# Ray Tune Tutorial - 03: Search Algorithms and Schedulers - Exercise Solution

© 2019-2020, Anyscale. All Rights Reserved

![Anyscale Academy](../../images/AnyscaleAcademy_Logo_clearbanner_141x100.png)

Unlike for previous tutorials, we use separate notebooks for the Tune tutorial solutions, because most of the exercises take a long time to run.

First, we set up everything we need from the lesson.

In [None]:
import ray
from ray import tune

In [None]:
!../../tools/start-ray.sh --check --verbose

In [None]:
ray.init(address='auto', ignore_reinit_error=True)

## Exercise - PopulationBasedTraining

In [None]:
from ray.tune.schedulers import PopulationBasedTraining

In [None]:
import sys
sys.path.append("..")
from mnist import ConvNet, TrainMNIST, EPOCH_SIZE, TEST_SIZE, DATA_ROOT

In [None]:
experiment_metrics = dict(metric="mean_accuracy", mode="max")

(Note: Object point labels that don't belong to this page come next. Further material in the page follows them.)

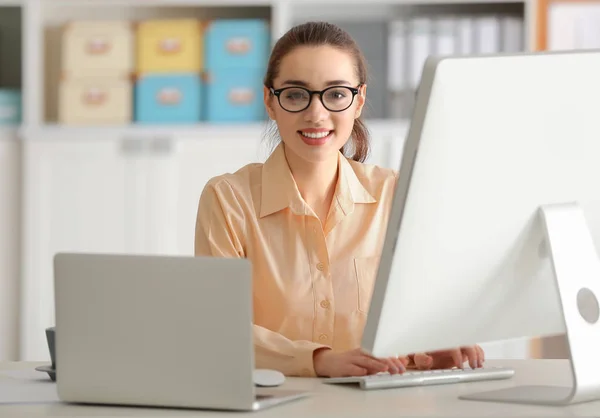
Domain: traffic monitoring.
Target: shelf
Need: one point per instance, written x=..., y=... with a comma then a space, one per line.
x=200, y=131
x=8, y=132
x=12, y=3
x=158, y=3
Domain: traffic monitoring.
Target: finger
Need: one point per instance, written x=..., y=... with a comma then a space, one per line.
x=405, y=360
x=457, y=358
x=480, y=355
x=472, y=356
x=395, y=366
x=392, y=368
x=423, y=361
x=354, y=370
x=400, y=366
x=372, y=365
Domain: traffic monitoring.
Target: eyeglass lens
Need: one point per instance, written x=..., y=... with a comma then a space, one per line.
x=335, y=99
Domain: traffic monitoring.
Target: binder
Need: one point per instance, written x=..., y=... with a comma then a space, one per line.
x=420, y=32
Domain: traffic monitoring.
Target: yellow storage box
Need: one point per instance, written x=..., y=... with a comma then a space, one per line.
x=95, y=101
x=98, y=48
x=169, y=46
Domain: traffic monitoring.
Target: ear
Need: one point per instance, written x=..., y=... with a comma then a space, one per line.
x=361, y=98
x=268, y=99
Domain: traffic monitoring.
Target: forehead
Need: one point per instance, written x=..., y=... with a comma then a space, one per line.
x=316, y=66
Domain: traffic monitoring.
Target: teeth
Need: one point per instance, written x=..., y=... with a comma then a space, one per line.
x=316, y=135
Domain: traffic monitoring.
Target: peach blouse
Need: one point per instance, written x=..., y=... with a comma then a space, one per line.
x=311, y=285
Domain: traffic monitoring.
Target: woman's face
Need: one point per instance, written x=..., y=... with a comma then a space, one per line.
x=316, y=133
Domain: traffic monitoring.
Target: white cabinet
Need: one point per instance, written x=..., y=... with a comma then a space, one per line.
x=112, y=195
x=10, y=208
x=74, y=200
x=179, y=175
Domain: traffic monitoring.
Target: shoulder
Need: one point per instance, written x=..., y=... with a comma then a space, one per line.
x=239, y=186
x=376, y=179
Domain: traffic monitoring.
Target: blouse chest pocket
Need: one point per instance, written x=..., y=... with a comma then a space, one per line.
x=365, y=270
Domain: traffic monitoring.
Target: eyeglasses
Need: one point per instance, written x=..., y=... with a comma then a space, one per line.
x=297, y=99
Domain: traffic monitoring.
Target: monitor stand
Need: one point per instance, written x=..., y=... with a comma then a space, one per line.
x=576, y=269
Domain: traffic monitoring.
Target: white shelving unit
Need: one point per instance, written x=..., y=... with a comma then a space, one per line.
x=135, y=188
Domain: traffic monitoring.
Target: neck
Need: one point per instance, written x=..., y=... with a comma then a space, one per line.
x=316, y=181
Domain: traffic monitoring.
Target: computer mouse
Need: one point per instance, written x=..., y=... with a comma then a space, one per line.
x=268, y=378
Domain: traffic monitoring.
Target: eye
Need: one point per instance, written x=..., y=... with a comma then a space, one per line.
x=337, y=94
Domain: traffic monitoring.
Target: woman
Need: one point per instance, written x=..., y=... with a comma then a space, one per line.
x=311, y=220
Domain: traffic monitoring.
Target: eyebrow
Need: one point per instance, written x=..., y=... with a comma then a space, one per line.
x=304, y=84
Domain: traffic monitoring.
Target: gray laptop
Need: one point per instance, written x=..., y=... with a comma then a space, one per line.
x=157, y=331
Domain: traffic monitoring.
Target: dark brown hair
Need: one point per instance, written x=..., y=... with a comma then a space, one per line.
x=318, y=34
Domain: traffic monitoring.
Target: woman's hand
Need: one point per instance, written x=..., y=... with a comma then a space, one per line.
x=354, y=363
x=446, y=359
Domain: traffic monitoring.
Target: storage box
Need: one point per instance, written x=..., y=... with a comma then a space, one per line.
x=168, y=46
x=234, y=43
x=10, y=107
x=95, y=101
x=234, y=95
x=92, y=48
x=168, y=99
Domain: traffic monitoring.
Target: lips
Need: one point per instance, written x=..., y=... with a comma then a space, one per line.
x=315, y=136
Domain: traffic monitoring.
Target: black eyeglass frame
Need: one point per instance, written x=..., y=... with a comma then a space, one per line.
x=311, y=93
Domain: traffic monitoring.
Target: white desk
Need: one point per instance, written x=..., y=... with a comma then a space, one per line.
x=336, y=401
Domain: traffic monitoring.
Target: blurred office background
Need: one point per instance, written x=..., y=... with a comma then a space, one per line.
x=114, y=114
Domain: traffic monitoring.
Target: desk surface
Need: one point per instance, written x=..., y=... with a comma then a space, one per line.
x=330, y=401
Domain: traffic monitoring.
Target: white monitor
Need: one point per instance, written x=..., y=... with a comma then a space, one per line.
x=502, y=151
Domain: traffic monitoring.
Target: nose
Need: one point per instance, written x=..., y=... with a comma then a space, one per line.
x=316, y=112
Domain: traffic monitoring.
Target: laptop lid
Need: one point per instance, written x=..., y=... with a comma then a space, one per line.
x=154, y=330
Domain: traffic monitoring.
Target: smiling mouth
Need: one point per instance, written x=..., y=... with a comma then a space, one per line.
x=315, y=135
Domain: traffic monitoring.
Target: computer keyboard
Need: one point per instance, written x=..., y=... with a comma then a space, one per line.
x=413, y=378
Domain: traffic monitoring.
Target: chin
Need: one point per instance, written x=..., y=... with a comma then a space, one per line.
x=315, y=149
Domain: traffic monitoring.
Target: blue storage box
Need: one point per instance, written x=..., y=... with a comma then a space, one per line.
x=235, y=43
x=234, y=96
x=165, y=98
x=10, y=107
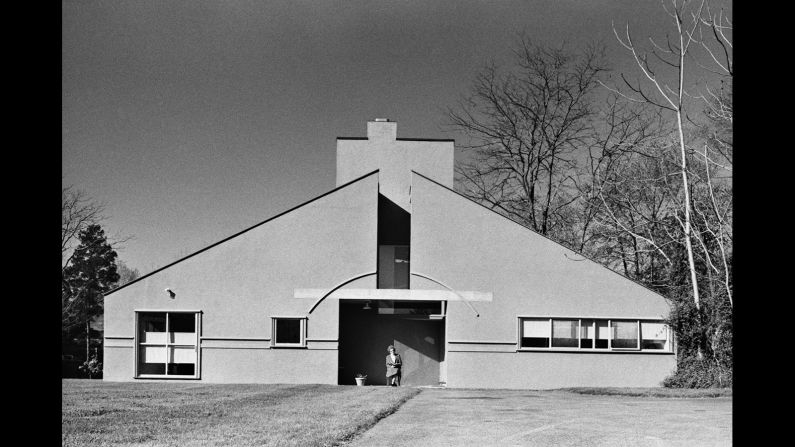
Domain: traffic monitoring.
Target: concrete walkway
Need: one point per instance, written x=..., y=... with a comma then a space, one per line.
x=449, y=417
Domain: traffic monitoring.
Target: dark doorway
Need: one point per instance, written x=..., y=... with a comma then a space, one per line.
x=394, y=228
x=367, y=328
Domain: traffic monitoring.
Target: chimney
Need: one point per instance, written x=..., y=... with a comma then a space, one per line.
x=381, y=129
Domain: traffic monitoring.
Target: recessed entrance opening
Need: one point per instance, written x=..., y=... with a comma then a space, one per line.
x=408, y=325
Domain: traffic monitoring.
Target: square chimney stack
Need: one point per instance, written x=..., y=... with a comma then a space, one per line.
x=381, y=129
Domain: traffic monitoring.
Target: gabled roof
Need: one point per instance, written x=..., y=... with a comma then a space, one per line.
x=243, y=231
x=539, y=234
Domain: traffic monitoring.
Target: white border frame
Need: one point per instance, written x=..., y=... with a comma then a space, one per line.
x=610, y=349
x=301, y=344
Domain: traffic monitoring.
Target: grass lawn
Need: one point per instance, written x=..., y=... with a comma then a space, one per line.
x=187, y=414
x=654, y=392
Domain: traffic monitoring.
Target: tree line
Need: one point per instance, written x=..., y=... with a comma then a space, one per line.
x=89, y=268
x=631, y=169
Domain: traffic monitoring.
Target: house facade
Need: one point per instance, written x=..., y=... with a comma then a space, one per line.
x=391, y=256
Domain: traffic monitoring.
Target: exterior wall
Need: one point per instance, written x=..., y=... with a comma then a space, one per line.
x=241, y=282
x=468, y=247
x=547, y=370
x=394, y=158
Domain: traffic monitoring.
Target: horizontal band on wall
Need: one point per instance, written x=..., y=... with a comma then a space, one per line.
x=596, y=351
x=558, y=351
x=235, y=338
x=489, y=351
x=395, y=294
x=590, y=317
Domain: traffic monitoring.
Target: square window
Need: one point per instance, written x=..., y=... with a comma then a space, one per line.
x=289, y=332
x=535, y=333
x=167, y=344
x=654, y=335
x=564, y=333
x=602, y=334
x=625, y=335
x=587, y=332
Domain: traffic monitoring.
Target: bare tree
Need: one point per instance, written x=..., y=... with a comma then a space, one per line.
x=674, y=55
x=527, y=127
x=78, y=211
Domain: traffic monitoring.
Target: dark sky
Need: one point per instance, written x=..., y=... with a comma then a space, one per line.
x=195, y=119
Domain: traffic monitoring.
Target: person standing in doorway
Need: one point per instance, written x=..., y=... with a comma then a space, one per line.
x=393, y=366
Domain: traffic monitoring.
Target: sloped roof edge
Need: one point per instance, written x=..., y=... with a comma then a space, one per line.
x=545, y=237
x=243, y=231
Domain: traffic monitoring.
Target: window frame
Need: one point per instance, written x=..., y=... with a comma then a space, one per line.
x=302, y=332
x=669, y=341
x=197, y=324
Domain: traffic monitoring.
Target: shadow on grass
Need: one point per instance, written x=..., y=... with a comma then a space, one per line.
x=654, y=392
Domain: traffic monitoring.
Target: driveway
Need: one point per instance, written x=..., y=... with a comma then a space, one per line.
x=450, y=417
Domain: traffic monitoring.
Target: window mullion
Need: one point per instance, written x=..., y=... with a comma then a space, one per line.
x=609, y=334
x=168, y=317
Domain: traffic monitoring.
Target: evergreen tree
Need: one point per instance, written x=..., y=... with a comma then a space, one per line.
x=90, y=273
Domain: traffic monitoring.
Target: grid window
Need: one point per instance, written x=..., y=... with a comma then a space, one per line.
x=535, y=333
x=591, y=334
x=167, y=344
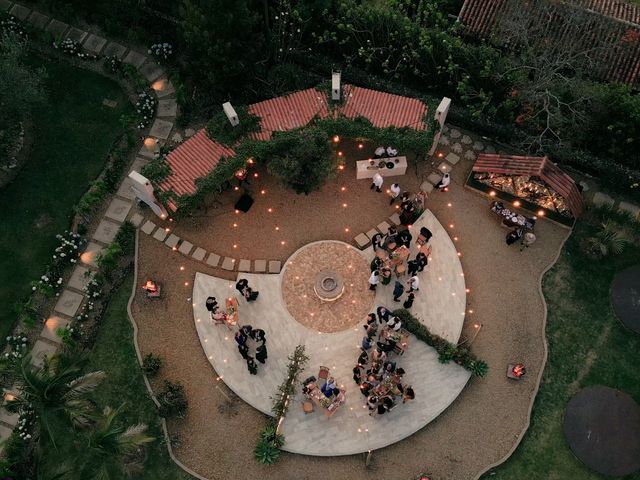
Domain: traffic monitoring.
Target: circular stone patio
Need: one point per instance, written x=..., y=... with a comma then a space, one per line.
x=300, y=288
x=602, y=426
x=440, y=305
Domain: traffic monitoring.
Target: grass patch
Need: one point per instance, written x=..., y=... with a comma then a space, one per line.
x=115, y=354
x=72, y=135
x=587, y=346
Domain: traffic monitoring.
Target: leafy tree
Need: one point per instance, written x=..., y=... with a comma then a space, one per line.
x=222, y=42
x=302, y=159
x=115, y=449
x=56, y=389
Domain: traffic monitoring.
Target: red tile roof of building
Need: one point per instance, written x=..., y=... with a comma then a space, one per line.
x=197, y=156
x=540, y=167
x=617, y=32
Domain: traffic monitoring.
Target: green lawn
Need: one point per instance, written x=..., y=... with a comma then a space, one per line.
x=581, y=326
x=114, y=354
x=73, y=133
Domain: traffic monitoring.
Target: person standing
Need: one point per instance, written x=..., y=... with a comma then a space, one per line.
x=414, y=283
x=377, y=182
x=398, y=290
x=394, y=191
x=374, y=279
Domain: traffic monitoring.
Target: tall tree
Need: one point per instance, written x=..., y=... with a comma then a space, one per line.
x=223, y=43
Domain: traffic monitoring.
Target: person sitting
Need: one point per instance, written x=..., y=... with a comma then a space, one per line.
x=211, y=303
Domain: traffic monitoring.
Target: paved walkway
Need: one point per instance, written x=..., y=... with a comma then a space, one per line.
x=350, y=430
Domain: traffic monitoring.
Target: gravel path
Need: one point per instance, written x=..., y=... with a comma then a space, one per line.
x=479, y=429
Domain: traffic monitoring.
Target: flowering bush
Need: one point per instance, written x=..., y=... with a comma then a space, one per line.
x=17, y=346
x=161, y=50
x=73, y=48
x=113, y=64
x=145, y=108
x=10, y=26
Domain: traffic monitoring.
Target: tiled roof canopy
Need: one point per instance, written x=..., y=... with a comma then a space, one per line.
x=197, y=156
x=540, y=167
x=613, y=28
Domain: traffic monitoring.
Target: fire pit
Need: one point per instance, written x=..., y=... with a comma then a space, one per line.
x=328, y=286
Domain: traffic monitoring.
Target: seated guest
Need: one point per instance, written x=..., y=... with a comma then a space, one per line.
x=211, y=303
x=328, y=387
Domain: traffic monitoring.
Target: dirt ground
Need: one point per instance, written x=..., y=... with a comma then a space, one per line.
x=476, y=431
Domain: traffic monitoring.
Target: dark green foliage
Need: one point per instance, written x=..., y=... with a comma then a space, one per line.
x=173, y=401
x=446, y=351
x=302, y=159
x=151, y=364
x=220, y=129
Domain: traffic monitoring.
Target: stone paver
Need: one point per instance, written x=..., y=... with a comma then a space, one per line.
x=151, y=71
x=452, y=158
x=42, y=349
x=38, y=20
x=57, y=28
x=134, y=58
x=172, y=241
x=198, y=254
x=90, y=255
x=383, y=227
x=20, y=12
x=125, y=190
x=361, y=240
x=118, y=210
x=434, y=178
x=160, y=234
x=95, y=43
x=51, y=326
x=136, y=219
x=168, y=108
x=634, y=210
x=106, y=231
x=478, y=146
x=228, y=263
x=76, y=34
x=161, y=129
x=114, y=49
x=68, y=303
x=457, y=148
x=444, y=167
x=185, y=247
x=148, y=227
x=214, y=259
x=600, y=198
x=275, y=266
x=78, y=279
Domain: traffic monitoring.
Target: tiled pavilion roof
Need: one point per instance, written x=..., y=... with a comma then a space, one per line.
x=614, y=30
x=197, y=156
x=540, y=167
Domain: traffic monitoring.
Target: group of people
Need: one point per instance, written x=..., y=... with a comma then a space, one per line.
x=377, y=375
x=382, y=269
x=242, y=336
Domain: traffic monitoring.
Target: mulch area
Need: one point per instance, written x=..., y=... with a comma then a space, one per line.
x=602, y=426
x=625, y=297
x=476, y=431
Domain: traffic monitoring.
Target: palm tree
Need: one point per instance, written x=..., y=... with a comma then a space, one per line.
x=57, y=388
x=114, y=446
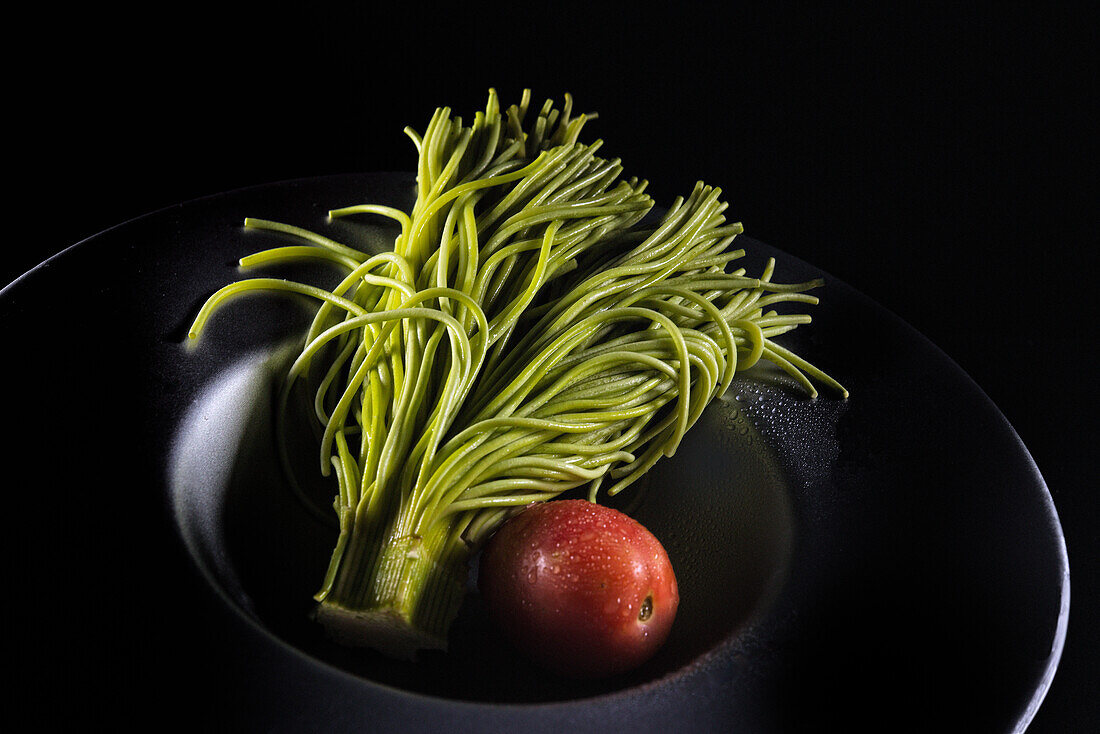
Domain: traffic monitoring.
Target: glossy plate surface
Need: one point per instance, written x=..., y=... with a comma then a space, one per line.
x=890, y=559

#search_algorithm = TuneBOHB(config_space, max_concurrent=4, **experiment_metrics)

In [None]:
pbt_scheduler = PopulationBasedTraining(
        time_attr='training_iteration',
        perturbation_interval=10,  # Every N time_attr units, "perturb" the parameters.
        hyperparam_mutations={
            "lr": [0.001, 0.01, 0.1],
            "momentum": [0.001, 0.01, 0.1, 0.9]
        },
        **experiment_metrics)

In [None]:
# This object is used to bootstrap the process, but these values won't be changed, so when you see them
# listed in the analysis.dataframe(), all values will be the same! Instead, look at the `experiment_tag`.
config = {
    "lr": 0.001,            # Use the lowest values from the previous cell
    "momentum": 0.001
}

Now modify the `tune.run()` call we used in the lesson and run it.

> **WARNING:** This will run for a few minutes.

In [None]:
analysis = tune.run(TrainMNIST, 
    scheduler=pbt_scheduler, 
    config=config,
    stop={"mean_accuracy": 0.97, "training_iteration": 600},
    num_samples=8,
    verbose=1
)

In [None]:
print("Best config: ", analysis.get_best_config(metric="mean_accuracy"))

In [None]:
analysis.dataframe().sort_values('mean_accuracy', ascending=False).head()

It's easy to get above `0.97` accuracy and in fact, it's a poor choice for a stopping criterion because we don't explore as well as we should, so let's sort by `training_iteration` to see which combinations were fast.

In [None]:
analysis.dataframe()[['mean_accuracy', 'experiment_tag', 'training_iteration']].sort_values('training_iteration', ascending=True)

As expected, higher values for the learning rate and momentum generally provide quicker convergence. All but one of the trials shown had a learning rate of `0.1`. The momentum value was much less significant.

In [None]:
stats = analysis.stats()
secs = stats["timestamp"] - stats["start_time"]
print(f'{secs:7.2f} seconds, {secs/60.0:7.2f} minutes')

Try changing the experiment to ensure we explore more combinations.